When a company decides to raise funds from the capital market and become public, it issues an Initial Public Offering (IPO). This strategy allows the company’s founders and initial investors to exit and realise the full profit from their private investment.
There are several benefits of an IPO for both the company and the investors. With an IPO, while a company can raise capital to grow its business, investors can earn returns on their investments in the business.
Investors can purchase IPOs from the primary market and sell these units on the secondary market to gain returns. Read on to learn more about the advantages of IPO investment and how you can reap its benefits.
When a company goes public, investors can buy IPOs from the primary market. Once the IPO units are issued, you can trade these units in the secondary or the exchange market, providing high liquidity to investors.
One of the biggest benefits of an IPO to investors is that it provides early access to a company’s shares with high growth potential. Hence, it is a window for investors to make rapid profits in the short term.
With an IPO investment, you can diversify your portfolio if you have mostly parked your funds in traditional investment tools. In addition, no one investor can end up with majority shares of the company, which also creates a form of diversification.
Being equity-based securities, one of the other IPO investment benefits is that it offers high returns. However, they also carry higher risks because their returns depend on the market conditions. So, remember to invest in them as per your risk tolerance.
In addition, an IPO is a window to invest in a company with a high growth potential, at a discounted price. If you miss this window, you may not get the chance to buy stocks at a lower price and earn excellent returns when the company grows.
When you invest in an IPO, the order document clearly mentions the price range per security. Hence, it allows greater transparency in pricing and gives you access to the same information as large institutional investors.
This is not the case in the post-IPO scenario as the share prices depend on the changing market once the IPO process is over. In addition, your ability to offer the best price also determines the share price in the secondary market.
As per the SEBI guidelines, there needs to be an allocation of at least 35% of shares for retail investors. This gives a fair chance to small and retail investors to invest in the initial offering of shares by a company.
IPOs are equity-based securities, and they have constantly been growing in India. Hence, they have the potential to offer desired returns to help you meet your long-term financial goals.

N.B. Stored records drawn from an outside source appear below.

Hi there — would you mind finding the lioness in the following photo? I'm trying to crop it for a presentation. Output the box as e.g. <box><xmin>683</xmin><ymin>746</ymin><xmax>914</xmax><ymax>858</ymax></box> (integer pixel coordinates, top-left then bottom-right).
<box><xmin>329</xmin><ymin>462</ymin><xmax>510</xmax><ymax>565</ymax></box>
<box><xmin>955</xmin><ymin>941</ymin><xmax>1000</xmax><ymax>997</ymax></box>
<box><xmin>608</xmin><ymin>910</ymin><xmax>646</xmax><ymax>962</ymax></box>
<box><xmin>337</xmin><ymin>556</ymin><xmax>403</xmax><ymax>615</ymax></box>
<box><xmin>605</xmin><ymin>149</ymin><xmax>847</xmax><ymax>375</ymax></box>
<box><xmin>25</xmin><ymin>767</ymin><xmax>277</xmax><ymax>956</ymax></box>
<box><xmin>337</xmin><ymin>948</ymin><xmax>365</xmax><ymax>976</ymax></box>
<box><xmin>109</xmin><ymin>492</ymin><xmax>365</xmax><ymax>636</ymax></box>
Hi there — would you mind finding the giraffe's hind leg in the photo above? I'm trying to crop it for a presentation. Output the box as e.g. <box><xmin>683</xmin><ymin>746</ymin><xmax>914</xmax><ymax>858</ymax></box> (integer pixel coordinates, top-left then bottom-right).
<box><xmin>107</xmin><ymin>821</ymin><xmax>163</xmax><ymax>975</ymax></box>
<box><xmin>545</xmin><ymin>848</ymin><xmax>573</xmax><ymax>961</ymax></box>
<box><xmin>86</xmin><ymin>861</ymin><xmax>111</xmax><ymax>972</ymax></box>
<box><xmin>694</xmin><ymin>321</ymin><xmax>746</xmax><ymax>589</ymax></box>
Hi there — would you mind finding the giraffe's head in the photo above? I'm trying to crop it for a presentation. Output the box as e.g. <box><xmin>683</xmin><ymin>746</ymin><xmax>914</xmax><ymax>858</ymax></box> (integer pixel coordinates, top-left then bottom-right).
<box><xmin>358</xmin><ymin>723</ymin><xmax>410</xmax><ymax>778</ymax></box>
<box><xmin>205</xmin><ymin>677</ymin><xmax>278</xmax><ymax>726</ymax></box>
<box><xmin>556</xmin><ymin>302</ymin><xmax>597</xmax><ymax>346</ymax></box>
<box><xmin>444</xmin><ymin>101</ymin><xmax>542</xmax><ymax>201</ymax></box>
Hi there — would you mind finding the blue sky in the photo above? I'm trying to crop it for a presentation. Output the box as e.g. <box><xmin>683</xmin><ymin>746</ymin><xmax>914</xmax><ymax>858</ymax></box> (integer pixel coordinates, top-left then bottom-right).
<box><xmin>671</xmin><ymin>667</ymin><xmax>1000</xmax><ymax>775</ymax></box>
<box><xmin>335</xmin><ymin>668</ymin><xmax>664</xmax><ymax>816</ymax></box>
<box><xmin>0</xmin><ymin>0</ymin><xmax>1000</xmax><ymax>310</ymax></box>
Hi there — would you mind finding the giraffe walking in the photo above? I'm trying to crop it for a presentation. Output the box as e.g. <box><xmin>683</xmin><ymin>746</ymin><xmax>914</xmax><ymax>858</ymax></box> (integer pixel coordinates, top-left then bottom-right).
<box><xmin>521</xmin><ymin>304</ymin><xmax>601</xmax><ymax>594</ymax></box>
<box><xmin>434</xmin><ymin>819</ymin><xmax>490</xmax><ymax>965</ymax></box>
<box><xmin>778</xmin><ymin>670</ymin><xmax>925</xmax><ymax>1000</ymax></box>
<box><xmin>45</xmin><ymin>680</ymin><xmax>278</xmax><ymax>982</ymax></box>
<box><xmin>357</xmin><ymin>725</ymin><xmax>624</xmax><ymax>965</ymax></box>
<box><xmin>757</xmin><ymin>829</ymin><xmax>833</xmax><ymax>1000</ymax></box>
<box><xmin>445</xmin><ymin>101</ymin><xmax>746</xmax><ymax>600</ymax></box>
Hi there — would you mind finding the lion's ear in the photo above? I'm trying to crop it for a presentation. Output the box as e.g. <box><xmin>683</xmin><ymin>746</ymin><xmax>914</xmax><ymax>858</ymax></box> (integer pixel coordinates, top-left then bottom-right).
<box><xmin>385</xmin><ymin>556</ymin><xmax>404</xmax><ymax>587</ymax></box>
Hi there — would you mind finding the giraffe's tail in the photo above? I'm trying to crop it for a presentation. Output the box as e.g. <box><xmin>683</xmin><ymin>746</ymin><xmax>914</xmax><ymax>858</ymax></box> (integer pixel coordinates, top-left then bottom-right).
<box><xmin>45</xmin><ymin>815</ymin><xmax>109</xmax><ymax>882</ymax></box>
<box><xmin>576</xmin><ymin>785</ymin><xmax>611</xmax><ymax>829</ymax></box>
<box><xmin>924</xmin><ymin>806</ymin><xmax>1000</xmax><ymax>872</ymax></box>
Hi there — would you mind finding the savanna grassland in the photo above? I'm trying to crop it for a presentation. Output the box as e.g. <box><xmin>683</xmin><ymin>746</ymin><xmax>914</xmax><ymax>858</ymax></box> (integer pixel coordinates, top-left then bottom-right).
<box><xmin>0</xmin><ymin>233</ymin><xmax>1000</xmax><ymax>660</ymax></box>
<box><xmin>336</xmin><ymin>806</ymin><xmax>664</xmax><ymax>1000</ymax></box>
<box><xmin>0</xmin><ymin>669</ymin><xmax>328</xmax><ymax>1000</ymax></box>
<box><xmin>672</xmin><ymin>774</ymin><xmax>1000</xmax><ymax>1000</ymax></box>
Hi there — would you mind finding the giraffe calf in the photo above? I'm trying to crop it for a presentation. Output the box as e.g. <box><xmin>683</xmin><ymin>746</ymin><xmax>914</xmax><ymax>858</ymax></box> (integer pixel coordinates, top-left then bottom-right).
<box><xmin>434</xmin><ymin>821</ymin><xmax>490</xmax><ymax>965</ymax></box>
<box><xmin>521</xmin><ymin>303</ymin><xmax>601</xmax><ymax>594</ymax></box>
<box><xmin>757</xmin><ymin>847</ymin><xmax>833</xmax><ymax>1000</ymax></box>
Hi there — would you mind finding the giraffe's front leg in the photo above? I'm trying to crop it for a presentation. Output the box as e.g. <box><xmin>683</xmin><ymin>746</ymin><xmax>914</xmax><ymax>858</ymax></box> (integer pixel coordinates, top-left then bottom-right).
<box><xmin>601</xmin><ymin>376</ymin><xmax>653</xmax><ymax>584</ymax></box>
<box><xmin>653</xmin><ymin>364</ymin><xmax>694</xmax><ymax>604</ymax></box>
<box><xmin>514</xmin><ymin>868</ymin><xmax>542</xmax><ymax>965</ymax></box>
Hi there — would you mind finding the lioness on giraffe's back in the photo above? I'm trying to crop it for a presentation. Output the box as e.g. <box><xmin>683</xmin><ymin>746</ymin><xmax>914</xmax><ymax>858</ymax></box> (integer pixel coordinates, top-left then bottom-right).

The benefits of IPO investment mentioned above are some of the factors that lure investors to park their funds in these avenues. However, when choosing an IPO for optimal returns, you must consider a few factors.
This includes the company’s performance, financials, and future prospects. You also need to consider your risk tolerance and why the company is launching the IPO. This will help you assess whether it is the right investment decision. If not, you can opt for other instruments.
On Bajaj Markets, you can open a Demat account for free to enjoy these IPO benefits. It's a simple digital process with minimal costs, ensuring you make the most of funds without any hassles.
One of the biggest advantages of IPOs for companies is that they allow them to raise funds from the capital markets. They can channel these funds for the growth and expansion of their operations.
In addition to this, it provides an exit opportunity for the company’s founders as well as increases the brand’s equity.
An IPO is an ideal investment option for risk-tolerant investors as their performances are linked with market fluctuations. Hence, you can better reap the benefits of IPO investment if you have a higher risk appetite.
Before trying to invest in an IPO, open a Demat account first. This can easily be done online on Bajaj Markets at no additional cost.
An Initial Public Offering (IPO) is a medium for investors to buy shares of a private company going public for the first time. In this process, the company, in consultation with the investment bank, allots shares randomly to investors who participated in the subscription process. Then, the company uses the accumulated corpus for its growth.